Today

Shiny app showcase:

All of you did a great job in HW3. A few samples:

Checklist on your resume/cv

Source: taken from CrowdFlower.

A data scientist is someone who is better at statistics than any software engineer and better at software engineering than any statistician.

  • Git/GitHub (give your GitHub handle)
  • Tidyverse
  • Data visualization (ggplot2, shiny)
  • SQL databases (PostgreSQL)
  • Rcpp, parallel computing
  • HPC (if you use Hoffman2)
  • Cloud computing (GCP, AWS?, Azure?)
  • Deep learing with Keras+TensorFlow+GPU (PyTorch and Caffe are friendlier for research)
  • Frontend development (shiny, web app)

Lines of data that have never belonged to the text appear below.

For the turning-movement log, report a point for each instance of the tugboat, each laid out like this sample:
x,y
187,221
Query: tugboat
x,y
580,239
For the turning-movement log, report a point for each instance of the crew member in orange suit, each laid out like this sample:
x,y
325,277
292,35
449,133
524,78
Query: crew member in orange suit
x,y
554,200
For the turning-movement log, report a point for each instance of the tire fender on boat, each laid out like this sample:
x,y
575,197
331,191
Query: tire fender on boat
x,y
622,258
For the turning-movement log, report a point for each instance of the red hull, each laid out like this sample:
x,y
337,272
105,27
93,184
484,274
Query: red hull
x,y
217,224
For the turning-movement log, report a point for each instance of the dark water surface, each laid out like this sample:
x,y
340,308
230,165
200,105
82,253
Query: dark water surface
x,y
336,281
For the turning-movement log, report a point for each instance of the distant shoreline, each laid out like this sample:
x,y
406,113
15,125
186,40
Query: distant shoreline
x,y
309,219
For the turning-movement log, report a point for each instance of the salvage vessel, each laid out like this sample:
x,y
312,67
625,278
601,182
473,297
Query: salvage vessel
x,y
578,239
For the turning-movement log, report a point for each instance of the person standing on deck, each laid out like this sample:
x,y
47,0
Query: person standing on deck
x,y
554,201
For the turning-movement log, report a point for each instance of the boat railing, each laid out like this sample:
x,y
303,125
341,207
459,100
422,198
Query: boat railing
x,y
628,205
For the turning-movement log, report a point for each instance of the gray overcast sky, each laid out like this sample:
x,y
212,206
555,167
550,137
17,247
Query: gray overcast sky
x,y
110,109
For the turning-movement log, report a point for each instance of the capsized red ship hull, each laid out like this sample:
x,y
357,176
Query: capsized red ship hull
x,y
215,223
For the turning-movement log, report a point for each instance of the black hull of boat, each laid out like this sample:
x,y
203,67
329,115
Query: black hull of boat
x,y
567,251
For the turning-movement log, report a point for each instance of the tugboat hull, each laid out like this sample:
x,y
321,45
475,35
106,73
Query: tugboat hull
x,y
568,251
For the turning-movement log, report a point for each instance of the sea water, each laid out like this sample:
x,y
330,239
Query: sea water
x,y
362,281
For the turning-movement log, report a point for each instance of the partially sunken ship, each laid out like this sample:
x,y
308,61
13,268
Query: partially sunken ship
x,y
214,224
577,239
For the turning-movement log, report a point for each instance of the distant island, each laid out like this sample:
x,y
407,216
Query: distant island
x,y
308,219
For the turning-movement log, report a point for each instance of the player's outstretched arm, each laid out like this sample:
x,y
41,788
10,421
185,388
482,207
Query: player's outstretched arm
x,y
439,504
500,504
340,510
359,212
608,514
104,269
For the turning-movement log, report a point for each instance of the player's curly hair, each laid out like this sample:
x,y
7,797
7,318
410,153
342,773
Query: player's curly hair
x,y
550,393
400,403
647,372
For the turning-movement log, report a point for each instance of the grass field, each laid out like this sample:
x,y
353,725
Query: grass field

  • Make your GitHub repo biostat-203b-2020-winter public (after Mar 21) and show your work to back your resume. Feel free to modify the reports even after this course. You can make your GitHub repository into a webpage by using GitHub Pages.

  • Use these tools in your daily work: use Git/GitHub for all your homework and research projects, write weekly research report using RMarkdown, give presentation using ggplot2 and Shiny, write blog/tutorial, …

What’s not covered

  • Machine/statistical learning methods. Familiar with methods in Elements of Statistical Learning and software, e.g., scikit-learn. Biostat 285 (Advanced Topics: Recent Developments) in 2020 spring quarter.

    For non-statistician/biostatistician, I recommend An Introduction to Statistical Learning: With Applications in R, which is less technical and more application focused.

  • Algorithms. Spring quarter’s Biostat 257 will cover numerical linear algebra and numerical optimization algorithms.

  • Public health applications.

  • Be open to languages. Python is a more generic programming language and widely adopted in data science. JavaScript is dominant in web applications. Scala is popular for implementing distributed programs. Julia is attractive for high performance scientific computing.